Houshmandzadeh is a practice squad candidate, but players must be waived first before going on that five-man list. There's a good shot another team would pluck Houshmandzadeh off waivers, just like the Bengals did Farmer last year when the Steelers cut their fourth-round pick. Ironically, Farmer also was hampered by a training-camp foot problem with a sore ankle.

Except for an early hamstring pull, the 6-3 Farmer has been the picture of health this summer and he's caught everything but the code red computer virus. They get nervous about his speed and his lack of special teams experience. But then they watch him make a catch in traffic and think about his four-catch, two-minute drill that rescued last season's Jacksonville game and they stop worrying.

"I run a 4.48, 4.49," said Farmer of his 40-yard dash time. He also worked with a speed coach as well as a strength coach back home in Los Angeles over the offseason.

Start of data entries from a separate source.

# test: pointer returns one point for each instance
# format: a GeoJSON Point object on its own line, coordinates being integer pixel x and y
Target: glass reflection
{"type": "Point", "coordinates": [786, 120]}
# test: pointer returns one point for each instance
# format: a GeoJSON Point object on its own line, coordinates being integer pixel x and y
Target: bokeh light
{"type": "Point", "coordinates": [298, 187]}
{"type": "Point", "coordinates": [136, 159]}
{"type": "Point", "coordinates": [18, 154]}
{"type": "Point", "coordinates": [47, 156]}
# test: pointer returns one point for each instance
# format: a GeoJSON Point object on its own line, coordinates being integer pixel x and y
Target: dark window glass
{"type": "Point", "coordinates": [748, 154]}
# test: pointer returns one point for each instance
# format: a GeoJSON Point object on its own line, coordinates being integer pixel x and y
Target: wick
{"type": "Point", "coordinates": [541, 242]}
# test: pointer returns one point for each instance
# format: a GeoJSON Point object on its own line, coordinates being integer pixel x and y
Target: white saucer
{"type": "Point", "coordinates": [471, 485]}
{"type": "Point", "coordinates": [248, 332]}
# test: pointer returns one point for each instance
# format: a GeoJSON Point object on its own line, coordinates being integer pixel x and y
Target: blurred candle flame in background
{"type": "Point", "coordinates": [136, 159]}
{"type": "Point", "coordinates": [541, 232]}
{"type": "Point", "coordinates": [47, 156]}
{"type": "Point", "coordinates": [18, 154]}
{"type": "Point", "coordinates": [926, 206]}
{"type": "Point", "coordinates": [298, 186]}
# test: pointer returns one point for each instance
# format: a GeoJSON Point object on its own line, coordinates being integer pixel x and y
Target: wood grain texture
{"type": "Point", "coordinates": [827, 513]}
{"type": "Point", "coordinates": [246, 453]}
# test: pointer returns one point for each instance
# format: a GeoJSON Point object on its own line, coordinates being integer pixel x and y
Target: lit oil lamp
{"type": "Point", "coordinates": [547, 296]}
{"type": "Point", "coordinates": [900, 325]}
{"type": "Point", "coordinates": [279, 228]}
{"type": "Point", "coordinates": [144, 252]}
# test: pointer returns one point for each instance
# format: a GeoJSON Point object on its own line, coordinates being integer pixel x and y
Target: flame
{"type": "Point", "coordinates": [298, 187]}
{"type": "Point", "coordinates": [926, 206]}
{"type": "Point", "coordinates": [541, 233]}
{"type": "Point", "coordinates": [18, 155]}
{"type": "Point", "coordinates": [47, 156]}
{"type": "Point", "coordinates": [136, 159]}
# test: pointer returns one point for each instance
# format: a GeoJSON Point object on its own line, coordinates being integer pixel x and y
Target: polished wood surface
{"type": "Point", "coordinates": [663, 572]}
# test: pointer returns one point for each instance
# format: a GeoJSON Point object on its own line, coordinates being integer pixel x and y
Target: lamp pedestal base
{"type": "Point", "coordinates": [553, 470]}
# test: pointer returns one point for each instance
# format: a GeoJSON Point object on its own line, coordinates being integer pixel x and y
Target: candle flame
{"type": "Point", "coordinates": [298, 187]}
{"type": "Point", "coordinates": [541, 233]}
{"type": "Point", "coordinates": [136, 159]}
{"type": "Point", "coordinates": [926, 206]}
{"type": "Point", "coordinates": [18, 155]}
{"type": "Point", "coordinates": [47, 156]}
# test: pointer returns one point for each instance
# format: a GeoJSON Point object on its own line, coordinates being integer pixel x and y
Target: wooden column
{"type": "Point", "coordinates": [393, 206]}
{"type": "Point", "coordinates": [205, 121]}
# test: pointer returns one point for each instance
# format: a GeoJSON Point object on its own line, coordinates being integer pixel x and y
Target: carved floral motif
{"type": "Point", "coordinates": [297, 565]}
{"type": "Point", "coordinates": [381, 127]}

"People joke about it, but I think if you ask the corners, they'll tell you I'm not that slow," Farmer said.

OK, pick one.

"He may look slow, but he's got deceptive speed," said cornerback Robert Bean. "Farmer's a solid player. He's got great hands and if you're not paying attention, he'll run right by you. And he can jump at the goal line and get the ball."

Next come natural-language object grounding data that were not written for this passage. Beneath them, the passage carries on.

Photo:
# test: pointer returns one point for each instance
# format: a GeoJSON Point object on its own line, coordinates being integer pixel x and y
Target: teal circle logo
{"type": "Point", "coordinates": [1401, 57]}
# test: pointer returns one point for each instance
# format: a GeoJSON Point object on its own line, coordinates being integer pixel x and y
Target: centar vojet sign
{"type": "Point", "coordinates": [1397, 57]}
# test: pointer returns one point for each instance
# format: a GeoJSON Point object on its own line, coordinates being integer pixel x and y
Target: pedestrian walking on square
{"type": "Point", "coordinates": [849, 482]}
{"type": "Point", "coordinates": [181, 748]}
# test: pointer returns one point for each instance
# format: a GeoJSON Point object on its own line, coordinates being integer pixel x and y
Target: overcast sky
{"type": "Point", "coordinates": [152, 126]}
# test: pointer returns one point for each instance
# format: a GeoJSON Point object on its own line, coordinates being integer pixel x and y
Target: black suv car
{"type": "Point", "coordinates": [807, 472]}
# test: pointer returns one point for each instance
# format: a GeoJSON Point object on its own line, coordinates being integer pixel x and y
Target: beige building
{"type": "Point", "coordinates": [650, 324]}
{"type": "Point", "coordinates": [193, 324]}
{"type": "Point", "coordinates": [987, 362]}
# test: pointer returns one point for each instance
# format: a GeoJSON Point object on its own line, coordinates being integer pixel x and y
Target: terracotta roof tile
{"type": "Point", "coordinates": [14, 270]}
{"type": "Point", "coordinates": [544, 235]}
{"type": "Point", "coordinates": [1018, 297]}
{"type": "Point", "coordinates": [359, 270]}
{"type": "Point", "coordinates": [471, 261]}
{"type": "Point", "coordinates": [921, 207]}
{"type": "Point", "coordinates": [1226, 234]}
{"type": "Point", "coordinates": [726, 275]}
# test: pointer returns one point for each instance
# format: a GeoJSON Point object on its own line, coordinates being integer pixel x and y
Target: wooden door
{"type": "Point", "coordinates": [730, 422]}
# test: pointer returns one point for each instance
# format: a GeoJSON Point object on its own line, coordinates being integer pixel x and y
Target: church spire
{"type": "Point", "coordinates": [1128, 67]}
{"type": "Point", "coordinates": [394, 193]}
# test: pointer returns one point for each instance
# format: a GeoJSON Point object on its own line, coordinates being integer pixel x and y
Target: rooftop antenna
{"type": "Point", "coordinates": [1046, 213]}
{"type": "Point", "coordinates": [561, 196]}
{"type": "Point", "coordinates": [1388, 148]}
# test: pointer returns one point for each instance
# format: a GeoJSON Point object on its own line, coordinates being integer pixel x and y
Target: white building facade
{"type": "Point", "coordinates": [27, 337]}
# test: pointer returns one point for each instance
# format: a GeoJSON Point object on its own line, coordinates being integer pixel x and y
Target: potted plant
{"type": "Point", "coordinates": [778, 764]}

Because he arrived just before last year's regular-season opener, Farmer didn't play special teams until now. He thinks once he does it regularly, he can do it.

But with the Bengals using more three- and four-receiver sets, Farmer's fate may not be tied as much to teams.

"I think this year the fourth receiver is going to be playing a lot more than last year and the guy who has to be more the special teams guy is the fifth guy," Mooshagian said.

"If anybody gets dinged in that three-wide package, Farmer has played all three spots and if he's the fourth guy then he goes right in there."

Farmer, who also played volleyball at UCLA, is a pretty good athlete himself. He looks around and sees all kinds of guys like himself. No slouches.

"I think it's all going to come down to what kind of guys the coaches want," Farmer said, "because we can all play."

Mooshagian is just hoping Buffalo and Indianapolis are more clear cut than Florida.